Spectrum bundles payments
Spectrum Health is one of four U.S. health care organizations participating in a pilot program that could eventually revolutionize the payment system for health care.
The Grand Rapids health system and the insurer it owns, Priority Health, are running a three-year pilot program based on the PROMETHEUS payment model, said Dr. John Burns, Spectrum Health’s senior vice president of quality.
Led by Bridges to Excellence, a Washington, D.C., nonprofit devoted to health care quality, the pilot program is being funded by the Robert Wood Johnson Foundation of New Jersey.
“This is an opportunity to learn about options to reform our payment system and share that learning with others so that we can move closer to a solution for our entire industry,” Spectrum Health President & CEO Richard C. Breon said. “We don’t expect this to be the definitive answer, but we believe it is essential to evaluate and explore ways to change what is currently a highly complex financial interaction between patients, insurance payers, physicians and hospitals.”
Instead of separate payments for each encounter with a doctor, hospital, laboratory or other health care provider, the pilot program uses one payment to cover an entire episode of care over 12 months. The idea is that sharing a single payment and following a common set of best clinical practices will prompt providers to coordinate better, limit costs and improve the quality of care, Burns said.
“It will encourage everyone to coordinate care in an efficient way. Right now, the opposite of PROMETHEUS is that we have a very helter-skelter payment system oftentimes that doesn’t encourage tight coordination. With that coordination, you should see improvements in quality and the speed of care delivery.”
“Bundled” payments have been discussed in the health care reform debate in Washington, Burns said. The pilot program will allow Spectrum Health to gain experience with that approach and share the lessons learned with the rest of the health care system, he added.
“The first two years, it’s a paper test, so to speak. We’re testing it behind the scenes without it having an actual impact on patients and physicians and the hospitals,” Burns explained. “We’re six months into it. Toward the end of year two, we’ll make the decision whether we actually put that model into practice and use it as the payment method around these five conditions.
“There will be a lot of testing, a lot of modeling, a lot of very intensive examination of this before we ever make the decision to go live.”
Bridges to Excellence CEO Francois de Brantes said that the hope is to eventually spread the PROMETHEUS bundled payment model outside of Spectrum Health to other hospitals, doctors and other providers that have contracts with Priority Health.
“That’s the goal: to make it an example for the rest of the country and show other hospitals and physicians around the country that things can change for the better,” de Brantes said. “It takes courage. It takes leadership. But when you have that, you can get quite a bit accomplished.”
At Spectrum Health, five health conditions will be tracked for PROMETHEUS payments: congestive heart failure, diabetes, colon surgery, asthma and chronic obstructive pulmonary disease. Burns said Spectrum now is working with its doctors to determine commonly accepted clinical guidelines for related care episodes. Other pilot programs have picked different conditions to track.

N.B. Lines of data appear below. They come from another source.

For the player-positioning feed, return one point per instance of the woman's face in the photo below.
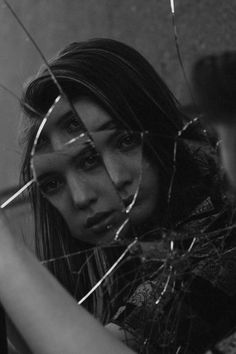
(90, 185)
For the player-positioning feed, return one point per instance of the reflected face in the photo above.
(227, 134)
(92, 184)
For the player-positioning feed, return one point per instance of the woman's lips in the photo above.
(103, 221)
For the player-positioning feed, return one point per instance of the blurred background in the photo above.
(203, 26)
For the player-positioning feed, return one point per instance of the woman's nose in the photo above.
(81, 192)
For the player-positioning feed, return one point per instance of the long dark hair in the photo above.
(127, 86)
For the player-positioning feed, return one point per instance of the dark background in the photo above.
(204, 26)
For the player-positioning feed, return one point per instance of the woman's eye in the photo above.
(128, 140)
(51, 185)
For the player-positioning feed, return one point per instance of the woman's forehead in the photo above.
(91, 115)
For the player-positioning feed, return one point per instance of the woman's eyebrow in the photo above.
(107, 126)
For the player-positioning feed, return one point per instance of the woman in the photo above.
(128, 167)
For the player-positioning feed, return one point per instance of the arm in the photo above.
(47, 317)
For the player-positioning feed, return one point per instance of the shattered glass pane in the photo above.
(153, 279)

PROMETHEUS is an acronym for “Provider payment Reform for Outcomes Margins Evidence Transparency Hassle-reduction Excellence Understandability and Sustainability.” The Robert Wood Johnson Foundation in 2008 committed $6.4 million to test the model. The first two pilot sites were in Rockford, Ill., and Minneapolis. Since then, Chester, Pa., and Grand Rapids have been added.
De Brantes said Spectrum Health is the only pilot site that offers an integrated health care system, with hospitals, doctors and an insurer all under the same ownership. More common is an adversarial relationship between the hospital and insurers, he said.
“Having an organization that combines both sides gives a different perspective on the issue of revenue and cost,” he said. “Spectrum Health was chosen as a pilot site because it is an integrated health care system, and the combination of a health plan and provider organization can offer some significant insights on how to improve performance when you have different financial mechanisms and data to manage the variation in costs.”
The project also will develop public reports on performance and price. A third component enhances payment for avoiding unnecessary complications.
The two most common payment methods — fee-for-service and capitation — are both flawed, de Brantes said. Fee-for-service tends to encourage unnecessary health care, such as extraneous lab tests, while capitation rewards withholding of care that may be beneficial, he said. PROMETHEUS is one attempt to find a middle ground in health care financing, de Brantes said.
“Today, most claims systems, accounting systems in health care systems and in health plans are designed around fee-for-service. Changing that takes time,” he said. “Whenever you change compensation, you’re going to make people nervous. I would say if you try to change the health care system for the better and no one’s nervous, you’re not doing your job.”